In The Wild ... With Other Sublime Fish.

So I had a long protracted conversation while eating raw fish earlier today. And we talked about whales and sharks, and monkeys, and predation ... and intelligence. And intra-uterine cannibalism.

Then I brought up the sublime. Friedrich's Monk at the Seashore. One man standing before the storm. Dylan, singing Shelter from the Storm, trading for a lethal does of salvation, Rothko's void, a terminal abyss we may all have stood before. It's a common theme in my early writings, man's tendency to isolate himself from the wilderness. The ocean in Friedrich's painting, is just beyond the monk, hence the sublimity of it, the storm is held at bay, which I submit, is quite delightful. Rothko's glimpses into the void remind us that we haven't fallen in, we haven't submitted to our desire. My early arguments for the void were sophisticated, quoting Foucault, Lyotard, even Carlos Fuentes, I wove a complicated treatise into the sublime, a treatise of fear.

I had no idea then that knafeh even existed. Knafeh is effing sublime. Dante's gluttony. It is so exquisite, so rich, such a wilderness of joy that one might fall to it. As my friend Carol said, "I think I'll cry." Without help, I surely would have succumbed. It is a succubus. I should have died.

So what's the point of all this? To discuss the merits of some other dessert? No.

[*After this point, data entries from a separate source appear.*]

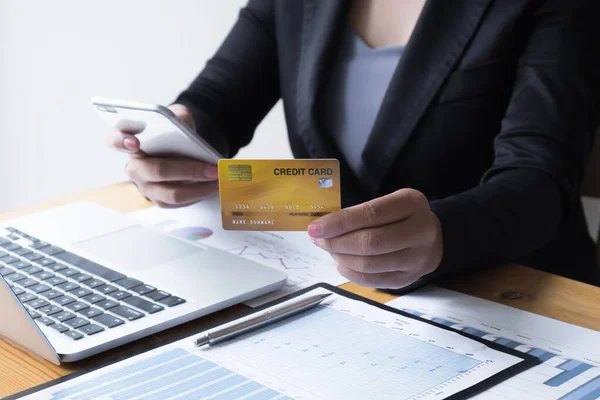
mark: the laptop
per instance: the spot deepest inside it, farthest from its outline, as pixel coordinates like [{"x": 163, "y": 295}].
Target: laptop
[{"x": 80, "y": 279}]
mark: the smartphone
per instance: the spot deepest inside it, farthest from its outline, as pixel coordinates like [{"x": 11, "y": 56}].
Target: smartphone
[{"x": 162, "y": 133}]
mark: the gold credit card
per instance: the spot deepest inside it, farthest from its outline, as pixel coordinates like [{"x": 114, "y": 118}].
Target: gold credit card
[{"x": 277, "y": 195}]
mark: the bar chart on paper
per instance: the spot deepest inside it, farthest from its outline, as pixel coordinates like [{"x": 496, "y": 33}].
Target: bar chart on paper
[
  {"x": 570, "y": 355},
  {"x": 291, "y": 252},
  {"x": 342, "y": 350}
]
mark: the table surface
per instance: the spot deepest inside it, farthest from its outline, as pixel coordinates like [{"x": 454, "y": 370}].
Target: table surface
[{"x": 540, "y": 293}]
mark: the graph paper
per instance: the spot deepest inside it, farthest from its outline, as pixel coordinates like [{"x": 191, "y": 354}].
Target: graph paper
[{"x": 344, "y": 349}]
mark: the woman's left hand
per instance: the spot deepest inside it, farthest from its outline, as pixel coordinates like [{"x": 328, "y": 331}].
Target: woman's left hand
[{"x": 388, "y": 242}]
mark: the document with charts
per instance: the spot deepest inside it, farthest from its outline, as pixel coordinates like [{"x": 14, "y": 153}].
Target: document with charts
[
  {"x": 292, "y": 252},
  {"x": 570, "y": 355},
  {"x": 342, "y": 349}
]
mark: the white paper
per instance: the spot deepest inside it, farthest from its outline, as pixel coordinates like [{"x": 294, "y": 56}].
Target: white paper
[
  {"x": 344, "y": 349},
  {"x": 571, "y": 354},
  {"x": 292, "y": 252}
]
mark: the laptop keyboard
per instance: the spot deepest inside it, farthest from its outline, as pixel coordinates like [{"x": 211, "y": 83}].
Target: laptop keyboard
[{"x": 71, "y": 294}]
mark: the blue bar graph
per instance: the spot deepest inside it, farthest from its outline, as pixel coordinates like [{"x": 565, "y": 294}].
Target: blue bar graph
[
  {"x": 571, "y": 369},
  {"x": 588, "y": 391},
  {"x": 542, "y": 355},
  {"x": 175, "y": 373}
]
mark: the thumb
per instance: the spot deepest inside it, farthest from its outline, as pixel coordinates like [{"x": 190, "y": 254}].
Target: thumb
[{"x": 183, "y": 114}]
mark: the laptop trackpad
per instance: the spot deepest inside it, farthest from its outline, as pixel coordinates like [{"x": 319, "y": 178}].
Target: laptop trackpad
[{"x": 137, "y": 248}]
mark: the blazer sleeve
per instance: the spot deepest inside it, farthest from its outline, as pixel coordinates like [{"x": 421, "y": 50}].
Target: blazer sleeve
[
  {"x": 240, "y": 84},
  {"x": 545, "y": 139}
]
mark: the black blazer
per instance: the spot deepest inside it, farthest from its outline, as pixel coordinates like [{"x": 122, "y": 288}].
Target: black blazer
[{"x": 490, "y": 113}]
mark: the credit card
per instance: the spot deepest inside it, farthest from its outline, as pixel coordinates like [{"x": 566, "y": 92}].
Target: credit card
[{"x": 277, "y": 195}]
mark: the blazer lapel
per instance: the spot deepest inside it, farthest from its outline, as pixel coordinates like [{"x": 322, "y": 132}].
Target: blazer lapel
[{"x": 441, "y": 35}]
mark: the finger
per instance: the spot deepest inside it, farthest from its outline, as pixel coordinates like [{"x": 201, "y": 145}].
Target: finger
[
  {"x": 123, "y": 142},
  {"x": 387, "y": 280},
  {"x": 380, "y": 211},
  {"x": 154, "y": 169},
  {"x": 381, "y": 240},
  {"x": 179, "y": 194},
  {"x": 399, "y": 261}
]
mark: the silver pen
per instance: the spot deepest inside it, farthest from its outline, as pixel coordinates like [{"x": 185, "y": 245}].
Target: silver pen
[{"x": 266, "y": 318}]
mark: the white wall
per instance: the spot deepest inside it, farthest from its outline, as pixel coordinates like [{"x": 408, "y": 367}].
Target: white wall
[{"x": 57, "y": 54}]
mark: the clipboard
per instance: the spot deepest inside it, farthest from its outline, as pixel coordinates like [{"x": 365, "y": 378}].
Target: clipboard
[{"x": 527, "y": 361}]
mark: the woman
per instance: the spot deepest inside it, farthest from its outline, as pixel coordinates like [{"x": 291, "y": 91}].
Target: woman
[{"x": 460, "y": 148}]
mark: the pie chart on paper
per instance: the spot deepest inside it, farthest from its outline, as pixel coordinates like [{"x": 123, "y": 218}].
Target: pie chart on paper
[{"x": 193, "y": 233}]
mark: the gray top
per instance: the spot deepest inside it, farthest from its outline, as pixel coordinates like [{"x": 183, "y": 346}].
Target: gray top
[{"x": 356, "y": 88}]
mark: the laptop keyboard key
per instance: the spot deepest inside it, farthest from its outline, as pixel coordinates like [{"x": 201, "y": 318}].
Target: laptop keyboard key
[
  {"x": 64, "y": 316},
  {"x": 91, "y": 329},
  {"x": 68, "y": 272},
  {"x": 45, "y": 275},
  {"x": 90, "y": 266},
  {"x": 39, "y": 303},
  {"x": 50, "y": 310},
  {"x": 52, "y": 294},
  {"x": 106, "y": 289},
  {"x": 15, "y": 277},
  {"x": 108, "y": 320},
  {"x": 107, "y": 304},
  {"x": 81, "y": 292},
  {"x": 81, "y": 278},
  {"x": 57, "y": 280},
  {"x": 94, "y": 283},
  {"x": 94, "y": 298},
  {"x": 46, "y": 321},
  {"x": 59, "y": 327},
  {"x": 27, "y": 282},
  {"x": 143, "y": 289},
  {"x": 144, "y": 305},
  {"x": 78, "y": 306},
  {"x": 39, "y": 288},
  {"x": 77, "y": 322},
  {"x": 157, "y": 295},
  {"x": 33, "y": 256},
  {"x": 64, "y": 300},
  {"x": 120, "y": 295},
  {"x": 68, "y": 286},
  {"x": 25, "y": 297},
  {"x": 91, "y": 312},
  {"x": 128, "y": 313},
  {"x": 73, "y": 334},
  {"x": 50, "y": 250},
  {"x": 32, "y": 270},
  {"x": 9, "y": 260},
  {"x": 128, "y": 283},
  {"x": 21, "y": 265},
  {"x": 172, "y": 301},
  {"x": 17, "y": 291},
  {"x": 33, "y": 314},
  {"x": 57, "y": 267},
  {"x": 45, "y": 262}
]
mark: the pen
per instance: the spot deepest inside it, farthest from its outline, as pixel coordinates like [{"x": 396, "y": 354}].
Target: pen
[{"x": 266, "y": 318}]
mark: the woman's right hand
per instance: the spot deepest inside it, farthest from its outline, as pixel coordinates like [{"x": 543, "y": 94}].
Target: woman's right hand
[{"x": 167, "y": 182}]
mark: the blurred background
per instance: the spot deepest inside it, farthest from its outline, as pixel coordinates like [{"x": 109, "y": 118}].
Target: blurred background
[{"x": 56, "y": 55}]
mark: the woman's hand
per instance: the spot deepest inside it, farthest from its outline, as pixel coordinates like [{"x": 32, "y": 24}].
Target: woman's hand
[
  {"x": 388, "y": 242},
  {"x": 167, "y": 182}
]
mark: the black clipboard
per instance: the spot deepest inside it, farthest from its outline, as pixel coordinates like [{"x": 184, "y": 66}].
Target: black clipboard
[{"x": 527, "y": 362}]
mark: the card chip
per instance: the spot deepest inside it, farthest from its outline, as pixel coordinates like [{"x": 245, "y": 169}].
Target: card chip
[{"x": 239, "y": 172}]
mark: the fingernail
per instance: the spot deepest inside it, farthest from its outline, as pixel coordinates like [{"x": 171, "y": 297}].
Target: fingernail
[
  {"x": 130, "y": 144},
  {"x": 315, "y": 229},
  {"x": 211, "y": 172}
]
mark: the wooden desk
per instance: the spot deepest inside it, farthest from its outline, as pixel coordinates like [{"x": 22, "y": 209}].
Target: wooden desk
[{"x": 538, "y": 292}]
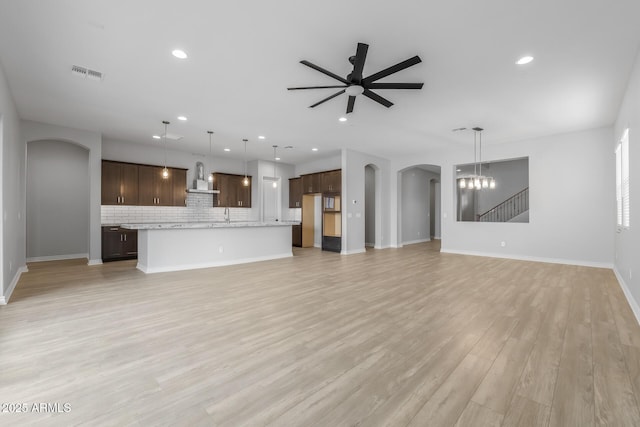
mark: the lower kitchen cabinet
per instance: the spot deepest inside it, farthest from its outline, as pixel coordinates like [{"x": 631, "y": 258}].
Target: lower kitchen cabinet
[{"x": 119, "y": 243}]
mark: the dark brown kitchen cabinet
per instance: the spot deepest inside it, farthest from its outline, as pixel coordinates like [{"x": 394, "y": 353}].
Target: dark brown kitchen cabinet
[
  {"x": 221, "y": 184},
  {"x": 312, "y": 183},
  {"x": 332, "y": 181},
  {"x": 295, "y": 192},
  {"x": 119, "y": 243},
  {"x": 119, "y": 183},
  {"x": 243, "y": 192},
  {"x": 179, "y": 184},
  {"x": 154, "y": 189},
  {"x": 233, "y": 192}
]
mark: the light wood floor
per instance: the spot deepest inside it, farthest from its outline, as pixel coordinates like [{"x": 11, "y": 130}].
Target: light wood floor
[{"x": 392, "y": 337}]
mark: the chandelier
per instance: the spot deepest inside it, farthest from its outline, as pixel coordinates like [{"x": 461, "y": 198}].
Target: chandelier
[{"x": 477, "y": 181}]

Our conversation was regarding the high intelligence of Orcas. I brought up the sublime in order to emphasize the idea that we believe ourselves to be separate from nature, to be separate from the animals, to be separate from the wilderness. We are capable of creating constructs to support our beliefs that we are spiritual, intelligent, philosophical beings, and therefore not animals. By "we," of course, I mean the "bright" people in the "West." We are not really in the wild. We are civilized.

I ate a squid the other day, grilled, no less. Ika Shioyaki. I felt like an animal. We are clearly at or near the top of the food chain. Very few other animals would find us to be food. Crows. Vultures, sharks, coyote, polar bears, mountains lions, wolves perhaps. Orcas? I have trouble making sense of the natural order of things. I feel like an animal. Yet we, as a society, have separated ourselves from the animals.

In doing this, we have explained so much. Our management of the animals, the wild lands, the landscape. Our justification of our own intellectual superiority. Our insistence into the management of all of the wild aspects of the earth. We explain our existence, our raison d'etre, as caretakers of this place, the Earth. Haven't we made a few presumptions? Sure, we should take of this place. But, are we sure we are right?

I am in a wilderness, yet I am not an animal. Go figure.